PSDB pede ao TSE dados de 12,8 mil urnas eletrônicas para fazer auditoria
Uma
equipe contratada pelo PSDB apresentou nesta segunda-feira (9) a
técnicos do Tribunal Superior Eleitoral (TSE) uma lista de 12,8 mil
urnas eletrônicas para dar continuidade à auditoria que o partido
realiza dos sistemas de votação e apuração das eleições do ano passado.
Segundo o coordenador do trabalho, o advogado Flávio Henrique
Pereira, foram selecionadas urnas de todas as capitais e de cidades do
interior de todas as unidades da federação.

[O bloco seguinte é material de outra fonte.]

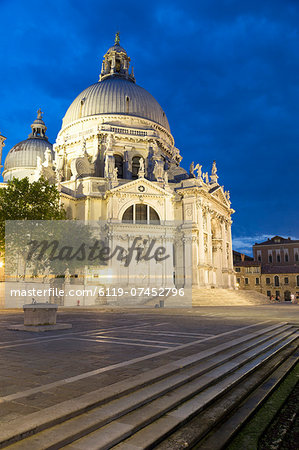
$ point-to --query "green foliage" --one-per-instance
(22, 200)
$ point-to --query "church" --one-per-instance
(115, 161)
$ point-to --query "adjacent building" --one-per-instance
(273, 271)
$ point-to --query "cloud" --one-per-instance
(244, 244)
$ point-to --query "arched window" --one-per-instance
(119, 164)
(141, 213)
(135, 167)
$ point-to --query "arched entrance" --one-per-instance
(287, 296)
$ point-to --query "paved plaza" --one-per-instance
(39, 370)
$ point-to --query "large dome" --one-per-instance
(116, 95)
(25, 153)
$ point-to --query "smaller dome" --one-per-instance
(25, 153)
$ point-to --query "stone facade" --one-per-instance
(274, 271)
(116, 161)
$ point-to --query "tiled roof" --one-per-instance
(281, 241)
(280, 269)
(246, 263)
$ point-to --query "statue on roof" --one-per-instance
(39, 114)
(214, 168)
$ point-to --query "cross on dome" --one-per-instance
(116, 62)
(38, 127)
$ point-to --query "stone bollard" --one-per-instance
(40, 317)
(40, 314)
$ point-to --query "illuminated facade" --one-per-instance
(116, 161)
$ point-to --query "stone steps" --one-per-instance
(227, 297)
(144, 410)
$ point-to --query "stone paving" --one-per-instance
(105, 346)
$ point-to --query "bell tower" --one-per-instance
(2, 139)
(38, 127)
(116, 63)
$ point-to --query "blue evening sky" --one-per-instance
(225, 72)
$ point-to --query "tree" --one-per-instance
(22, 200)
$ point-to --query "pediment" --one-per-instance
(141, 186)
(218, 193)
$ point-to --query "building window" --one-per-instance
(135, 167)
(119, 164)
(140, 213)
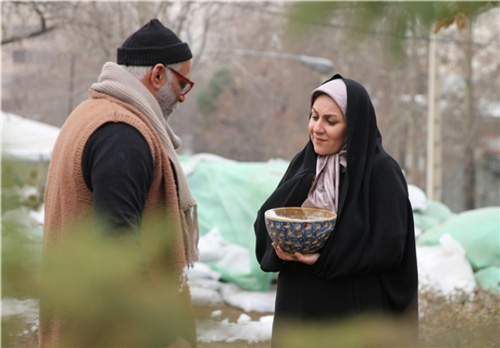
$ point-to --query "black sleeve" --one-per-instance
(118, 168)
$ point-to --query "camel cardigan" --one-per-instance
(69, 208)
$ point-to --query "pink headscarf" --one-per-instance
(324, 192)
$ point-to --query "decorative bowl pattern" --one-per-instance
(297, 229)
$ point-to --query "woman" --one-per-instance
(368, 264)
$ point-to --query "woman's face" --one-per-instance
(327, 126)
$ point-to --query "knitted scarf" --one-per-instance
(324, 191)
(118, 83)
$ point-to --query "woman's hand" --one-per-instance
(308, 259)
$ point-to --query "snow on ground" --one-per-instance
(454, 271)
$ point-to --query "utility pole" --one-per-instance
(434, 147)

Na última semana de fevereiro, representantes do PSDB farão nova
reunião no TSE para passar a captar os dados das urnas diretamente nos
Tribunais Regionais Eleitorais (TREs). A intenção, segundo Pereira, é
comparar as informações passadas pelos municípios aos respectivos TREs e
depois repassadas ao TSE.
O PSDB já obteve as informações que foram pedidas ao TSE, que
totalizam 300 gigabytes de dados. O resultado da análise, bem como a
metodologia de verificação, serão mantidos em sigilo até o final da
auditoria, conforme termo de compromisso assinado pelo PSDB.
Segundo Pereira, ainda não há prazo para conclusão dos trabalhos. “A
quantidade de informações é muito grande. As primeiras informações deram
um total de 300 gigabytes. É um trabalho árduo e em razão dessa
quantidade de dados é temerário fixar uma data”, afirmou.

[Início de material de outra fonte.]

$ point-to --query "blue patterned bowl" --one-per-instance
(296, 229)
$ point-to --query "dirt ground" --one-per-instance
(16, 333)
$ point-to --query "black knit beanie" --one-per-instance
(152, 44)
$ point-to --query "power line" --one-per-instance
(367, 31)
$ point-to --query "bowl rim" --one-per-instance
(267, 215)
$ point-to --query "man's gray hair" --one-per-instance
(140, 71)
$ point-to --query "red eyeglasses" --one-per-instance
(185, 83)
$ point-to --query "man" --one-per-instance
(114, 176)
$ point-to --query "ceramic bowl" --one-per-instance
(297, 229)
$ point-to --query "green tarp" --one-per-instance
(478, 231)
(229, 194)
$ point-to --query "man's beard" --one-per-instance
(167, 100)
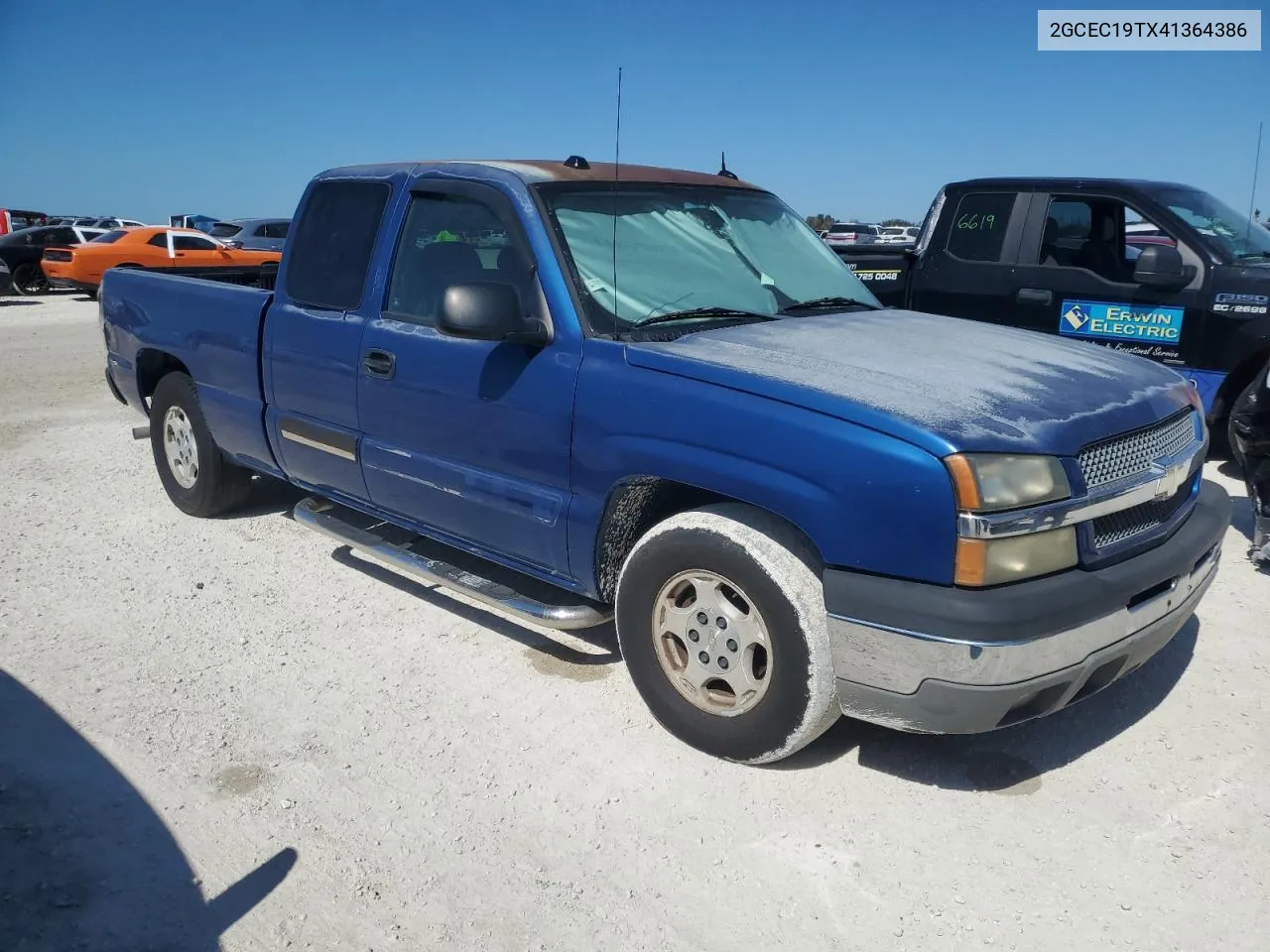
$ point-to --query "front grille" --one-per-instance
(1118, 527)
(1133, 453)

A auditoria, autorizada no final do ano passado pelo TSE, que ficou
de fornecer os dados, está sendo realizada por 5 técnicos e 3 empresas
contratadas, entre especialistas em sistemas eletrônicos e juristas
especializados em direito eleitoral.
Entre os dados liberados, estão programas eletrônicos e arquivos
gerados na votação eletrônica, incluindo dados das urnas e do sistema de
transmissão das informações. Inicialmente, o partido havia pedido uma
verificação oficial, com participação do tribunal e de todos os partidos
políticos, o que foi negado pelo TSE.
À época do pedido, o PSDB alegou que a auditoria não tinha por
objetivo questionar o resultado das eleições – em que o candidato
tucano, Aécio Neves, perdeu para a petista Dilma Rousseff por uma
diferença de 3,5 milhões de votos -, mas a “lisura” do processo.
O partido dizia que a confiabilidade da apuração e a infalibilidade
da urna eletrônica estavam sendo colocadas em xeque nas redes sociais e
que seria preciso dar uma resposta à população.